A good showing for 85 hunters when considering the nose dive we've seen in pheasant numbers.
The inaugural Governor's Pheasant Opener in Montevideo beat the expectations of many, and by all accounts served its purpose of introducing people to the hunting opportunities that are found in the area.
Dave Trauba, manager of the Lac qui Parle wildlife area for the Minnesota Department of Natural Resources, was among those smiling after the morning hunts. He's been around for the good years too. He noted that even in the best of years an opening day harvest of one bird per hunter would be bragging material.

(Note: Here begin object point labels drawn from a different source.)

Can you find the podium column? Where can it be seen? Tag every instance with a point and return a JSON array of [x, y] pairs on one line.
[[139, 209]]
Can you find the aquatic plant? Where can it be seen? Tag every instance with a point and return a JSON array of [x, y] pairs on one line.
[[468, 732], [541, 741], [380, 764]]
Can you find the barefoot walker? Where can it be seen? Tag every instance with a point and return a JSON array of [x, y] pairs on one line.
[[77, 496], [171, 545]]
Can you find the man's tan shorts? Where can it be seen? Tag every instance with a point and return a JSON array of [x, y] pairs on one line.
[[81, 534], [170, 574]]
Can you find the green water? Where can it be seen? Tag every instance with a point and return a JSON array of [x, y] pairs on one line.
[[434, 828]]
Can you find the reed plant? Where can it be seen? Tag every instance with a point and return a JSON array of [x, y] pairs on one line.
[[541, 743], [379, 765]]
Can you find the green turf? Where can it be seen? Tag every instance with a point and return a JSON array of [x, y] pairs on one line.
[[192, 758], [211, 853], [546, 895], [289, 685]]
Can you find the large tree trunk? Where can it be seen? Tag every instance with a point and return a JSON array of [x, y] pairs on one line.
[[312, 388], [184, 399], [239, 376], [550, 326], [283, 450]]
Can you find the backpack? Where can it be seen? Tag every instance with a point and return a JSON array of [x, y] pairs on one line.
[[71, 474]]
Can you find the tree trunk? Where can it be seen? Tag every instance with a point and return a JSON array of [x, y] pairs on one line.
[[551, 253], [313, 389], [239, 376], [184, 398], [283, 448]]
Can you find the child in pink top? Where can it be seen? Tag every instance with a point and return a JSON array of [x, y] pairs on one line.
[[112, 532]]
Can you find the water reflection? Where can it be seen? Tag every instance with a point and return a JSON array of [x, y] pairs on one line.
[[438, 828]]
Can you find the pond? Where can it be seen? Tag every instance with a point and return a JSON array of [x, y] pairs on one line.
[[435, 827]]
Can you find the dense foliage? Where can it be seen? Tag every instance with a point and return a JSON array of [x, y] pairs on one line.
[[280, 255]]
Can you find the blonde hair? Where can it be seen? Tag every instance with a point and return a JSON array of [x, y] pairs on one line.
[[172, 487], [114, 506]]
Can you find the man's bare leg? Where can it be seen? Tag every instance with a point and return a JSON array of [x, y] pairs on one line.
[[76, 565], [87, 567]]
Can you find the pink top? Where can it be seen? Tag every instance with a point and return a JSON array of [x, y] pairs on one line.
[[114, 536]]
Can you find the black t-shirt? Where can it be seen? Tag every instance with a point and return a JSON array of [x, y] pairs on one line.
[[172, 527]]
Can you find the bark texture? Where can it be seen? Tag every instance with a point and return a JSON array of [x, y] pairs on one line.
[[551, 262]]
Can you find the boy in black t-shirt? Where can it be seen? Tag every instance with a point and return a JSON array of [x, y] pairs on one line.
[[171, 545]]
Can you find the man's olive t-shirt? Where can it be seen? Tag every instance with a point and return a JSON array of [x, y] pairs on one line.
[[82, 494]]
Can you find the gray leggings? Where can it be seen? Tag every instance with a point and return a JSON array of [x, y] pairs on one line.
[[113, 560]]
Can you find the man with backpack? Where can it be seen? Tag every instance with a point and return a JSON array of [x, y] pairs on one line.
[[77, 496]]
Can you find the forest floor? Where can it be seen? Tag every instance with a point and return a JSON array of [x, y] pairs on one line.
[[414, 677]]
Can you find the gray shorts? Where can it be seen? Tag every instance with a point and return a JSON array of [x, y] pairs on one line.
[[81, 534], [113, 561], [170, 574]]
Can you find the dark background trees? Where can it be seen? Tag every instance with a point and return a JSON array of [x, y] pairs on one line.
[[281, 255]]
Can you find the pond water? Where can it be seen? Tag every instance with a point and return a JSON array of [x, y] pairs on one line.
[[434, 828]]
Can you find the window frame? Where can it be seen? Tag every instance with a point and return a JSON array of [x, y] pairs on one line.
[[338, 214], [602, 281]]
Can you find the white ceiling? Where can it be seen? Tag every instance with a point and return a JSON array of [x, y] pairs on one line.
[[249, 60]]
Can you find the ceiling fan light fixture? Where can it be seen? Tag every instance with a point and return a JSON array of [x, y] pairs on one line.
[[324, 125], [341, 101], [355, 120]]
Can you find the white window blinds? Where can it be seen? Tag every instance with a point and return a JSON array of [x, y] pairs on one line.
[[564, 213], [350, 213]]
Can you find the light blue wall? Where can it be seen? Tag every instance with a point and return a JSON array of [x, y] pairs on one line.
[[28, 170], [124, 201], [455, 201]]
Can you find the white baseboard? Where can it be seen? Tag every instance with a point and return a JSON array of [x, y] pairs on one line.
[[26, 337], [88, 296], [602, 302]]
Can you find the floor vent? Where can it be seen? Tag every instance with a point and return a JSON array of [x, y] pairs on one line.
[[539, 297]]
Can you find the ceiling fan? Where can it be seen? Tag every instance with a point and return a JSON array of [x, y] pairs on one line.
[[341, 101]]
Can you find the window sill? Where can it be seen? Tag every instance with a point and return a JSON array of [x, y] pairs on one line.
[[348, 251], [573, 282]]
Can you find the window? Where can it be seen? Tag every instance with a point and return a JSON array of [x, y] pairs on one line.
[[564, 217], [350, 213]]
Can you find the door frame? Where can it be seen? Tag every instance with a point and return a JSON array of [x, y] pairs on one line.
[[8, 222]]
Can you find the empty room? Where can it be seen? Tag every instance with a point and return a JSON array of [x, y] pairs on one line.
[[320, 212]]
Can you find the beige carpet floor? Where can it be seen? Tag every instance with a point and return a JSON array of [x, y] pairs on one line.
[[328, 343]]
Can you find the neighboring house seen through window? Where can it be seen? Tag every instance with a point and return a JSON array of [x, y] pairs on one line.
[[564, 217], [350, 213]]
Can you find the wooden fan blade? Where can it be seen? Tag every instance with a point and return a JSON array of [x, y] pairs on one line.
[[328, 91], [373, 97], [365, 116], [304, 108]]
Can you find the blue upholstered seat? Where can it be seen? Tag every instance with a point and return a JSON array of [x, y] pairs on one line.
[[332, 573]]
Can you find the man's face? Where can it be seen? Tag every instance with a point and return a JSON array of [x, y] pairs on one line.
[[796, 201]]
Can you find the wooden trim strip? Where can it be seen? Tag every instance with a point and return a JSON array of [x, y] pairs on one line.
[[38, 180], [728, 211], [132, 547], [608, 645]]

Hunters and camera-toting media folks were led into the field by volunteer guides, and a few parties just struck out on their own. DNR Commissioner Tom Landwehr led his son and daughter, Hunter, 13, and Jocelyn, 11, to a Nature Conservancy property. It was acquired through Outdoor Heritage funds and, consequently, is open to public hunting. Hunter bagged his limit of two roosters. Jocelyn carried a BB gun and, according to her father, totally ventilated a pop can found at the parking spot.
Congressman Collin Peterson and his party headed to lands north of Appleton, where they've opened the season in the past, and had birds flying all over. Party members credit Peterson with some sharp shooting to bag his birds, too.
This writer was part of a party of seven, led by Tom Brusven, that dropped four roosters and flushed plenty of hens. Brusven is chair of Pheasants Forever in Chippewa County and our success had lots to do with the work of that chapter and its members.
It's an active chapter. Brusven said they have to limit ticket sales for the annual banquet to 400 because that's all they can handle.
Or, as Matt Holland, senior field coordinator with Pheasants Forever from New London put it earlier in the day: "They get it in Chippewa County.''
Hopefully, all the media attention focused on the opener helped get that message out there to the
rest of the hunting world.
The most important message of the day came from the many participants who voiced their love for the sport, getting outdoors and the friendships it fostered. Political rivals jested and focused on what really brought everyone together.
Getting birds was a bonus, said Paul Johannes of Willmar, who had the honors of leading the gun dogs in Gov. Mark Dayton's hunting party.
"It was more about the grass, the day, the dogs and everybody being out,'' he said.